With Autodesk’s Insight, you can develop powerful renewable energy models for your clients. For example, let’s say you have a home that is in a valley with poor wind exposure and intermittent solar exposure. You client wants to hook up a ground source heat pump system and run it off solar panels. Insight gives you an advantage if you follow these simple steps:

  • Once you geo-locate your residential building model, add trees, and other topographical and terrain elements (typically from a survey), you run the solar study tool

  • Insight looks at the sun’s path over the course of a typical year and displays the average solar gain on every roof surface surface. It can also look at the surrounding land as well.

  • It then figures out exactly where to put solar panels/PV on your home’s roof

  • It also offers where on the property additional solar panels would provide impactful solar capture

As you can see, using Autodesk’s using Insight, an optimized solar panel setup means less energy cost for the client, as well as reduced operational carbon when compared to traditional energy sources.

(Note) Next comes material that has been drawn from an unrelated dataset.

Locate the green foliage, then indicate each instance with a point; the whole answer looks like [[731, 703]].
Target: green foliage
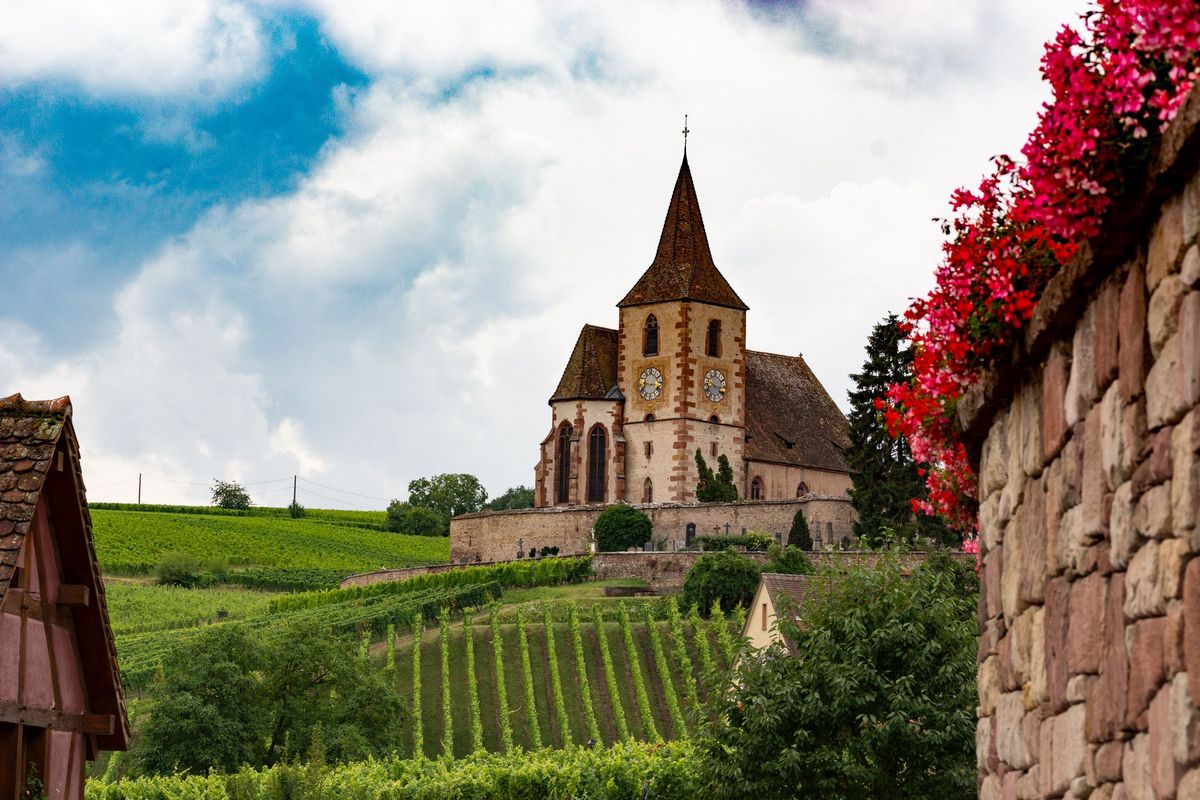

Measuring Heating & Cooling Performance & Why That Is Useful

As alluded to earlier in this essay, you can reduce your operatoinal carbon but adding more R value to your thermal envelope. Autodesk Insight give you tools to develop a better thermal envelope once you make carbon reduction and improved thermal comfort goals for your home design.

The tool, called EnergyPlus, is used to determine heat loss calculations much like a mechanical engineer would do to size a heating or cooling system. Here, the tool addresses the issues in the envelope, reducing the energy, and the consequent mechanical system, required to heat and cool. This is why Architect’s eyes get wide and excited when they think there is money to be spent on insulation! 🙂

Seeing how your home performs in the context of external temperature extremes, can help the Architect and the Client understand the real world scientific argument for improvement. This scientific analysis helps takes the advocacy and/or subjectivity out of the equation and confronts both the Client and the Architect with hard data. Consequently, you can price out insulation and heating and cooling expenses and enter into an enriching dialogue on climate change, operational carbon, building construction costs, and long term home value.

Autodesk’s Insight Delivers For Architects and Clients Alike In the Residential Sphere

Autodesk’s Insight is a powerful software tool that gives our clients the most informed decisions, rooted in science, so that their home can meet and exceed their expectations. At the end of the day, that’s what we need to be doing for our clients. Our crusade should be to make our client’s lives easier, and more enriched. Where this tool really shines is where the reduction of operational and embodied carbon occurs, with an overall reduction in construction cost. Using Autodesk’s Insight to develop smart strategies, that should be the ultimate goal for our clients, and for the environment.”